As I sit here, frustrated that my plans have been stymied by circumstances beyond my control, I am left with this conclusion. God is God and I am not. He has always been faithful to me. His love is unconditional. I hear him ask me to stay a little longer for a state of the relationship type chat. He asks if I trust him even when I cannot see though the fog. In other words, do I love him?
In this place, in the present in his presence, I let go of my need to figure everything out and sing:
I love you, Lord And I lift my voice To worship You Oh, my soul, rejoice!
Take joy my King In what You hear Let it be a sweet, sweet sound In Your ear.
“God, you’re such a safe and powerful place to find refuge! You’re a proven help in time of trouble— more than enough and always available whenever I need you.
So we will never fear even if every structure of support were to crumble away.
We will not fear even when the earth quakes and shakes, moving mountains and casting them into the sea.
For the raging roar of stormy winds and crashing waves cannot erode our faith in you. “
(Psalm 46: 1-3 TPT)
Recently while I was on a Zoom call with friends who were checking on each others welfare, one said, “I’ve come to realize that I am responsible for my own flabby faith. I need to exercise it.” I knew she was right.
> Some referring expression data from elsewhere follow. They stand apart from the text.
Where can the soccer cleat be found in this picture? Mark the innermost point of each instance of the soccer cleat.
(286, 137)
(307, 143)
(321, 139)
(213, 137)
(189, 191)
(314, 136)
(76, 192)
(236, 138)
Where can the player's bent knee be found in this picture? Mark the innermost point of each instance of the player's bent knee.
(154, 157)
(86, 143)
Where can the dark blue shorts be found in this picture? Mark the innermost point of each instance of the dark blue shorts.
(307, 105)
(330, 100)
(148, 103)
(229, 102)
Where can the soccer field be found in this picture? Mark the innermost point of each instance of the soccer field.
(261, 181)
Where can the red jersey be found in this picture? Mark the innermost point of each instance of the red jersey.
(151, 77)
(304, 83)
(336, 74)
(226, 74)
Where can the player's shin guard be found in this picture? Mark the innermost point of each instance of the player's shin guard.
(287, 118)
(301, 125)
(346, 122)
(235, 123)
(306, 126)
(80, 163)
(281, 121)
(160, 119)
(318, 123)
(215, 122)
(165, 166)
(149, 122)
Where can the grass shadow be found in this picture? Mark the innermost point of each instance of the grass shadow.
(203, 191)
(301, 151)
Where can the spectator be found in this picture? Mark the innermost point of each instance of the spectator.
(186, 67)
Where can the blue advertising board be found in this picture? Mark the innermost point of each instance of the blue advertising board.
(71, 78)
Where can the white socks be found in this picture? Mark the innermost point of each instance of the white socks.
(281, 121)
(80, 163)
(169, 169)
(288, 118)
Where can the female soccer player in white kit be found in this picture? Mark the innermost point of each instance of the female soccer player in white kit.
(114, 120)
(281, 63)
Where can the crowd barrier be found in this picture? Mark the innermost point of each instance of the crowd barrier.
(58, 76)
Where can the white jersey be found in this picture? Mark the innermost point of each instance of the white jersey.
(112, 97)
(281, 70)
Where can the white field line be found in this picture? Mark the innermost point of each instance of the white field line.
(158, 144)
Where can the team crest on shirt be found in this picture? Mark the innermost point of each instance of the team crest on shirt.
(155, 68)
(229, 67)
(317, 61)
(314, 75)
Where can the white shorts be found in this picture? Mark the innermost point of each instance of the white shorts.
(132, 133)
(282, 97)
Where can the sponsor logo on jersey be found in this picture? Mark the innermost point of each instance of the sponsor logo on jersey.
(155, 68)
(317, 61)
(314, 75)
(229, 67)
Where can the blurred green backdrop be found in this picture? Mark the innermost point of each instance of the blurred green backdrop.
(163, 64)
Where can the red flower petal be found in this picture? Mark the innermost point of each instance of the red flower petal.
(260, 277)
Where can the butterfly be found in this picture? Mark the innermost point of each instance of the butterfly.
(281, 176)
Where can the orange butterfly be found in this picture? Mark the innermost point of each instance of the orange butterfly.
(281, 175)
Faith is taking the risk of trust. When we sow seeds of fear, we reap a harvest of distrust. I don’t think I’ve ever seen a constant barrage of fear-inducing reports like the ones that saturate the atmosphere right now. So many of us raised with the fear of a punishing God are triggered by this negativity. We need to get to know in an experiential way who God really is and take steps toward trust.
I watched a lad sit perfectly still for hours as he reached his hand out to a wounded. I didn’t see any progress so I left to do something I hoped would be more productive. When I came back later in the day, the little creature was settled in the palm of the boy’s hand. God is like that. He has enormous patience. He is also a great trainer and gives us increasingly greater challenges to grow and strengthen our faith.
I sense we are heading into a time when we will need more than flabby faith. When foundations crumble, we need to be familiar with the Holy Spirit’s still small voice and the safety of the hand of our Creator. It starts with one step and grows in strength through exercise until deeper experience of His love conquers all fear.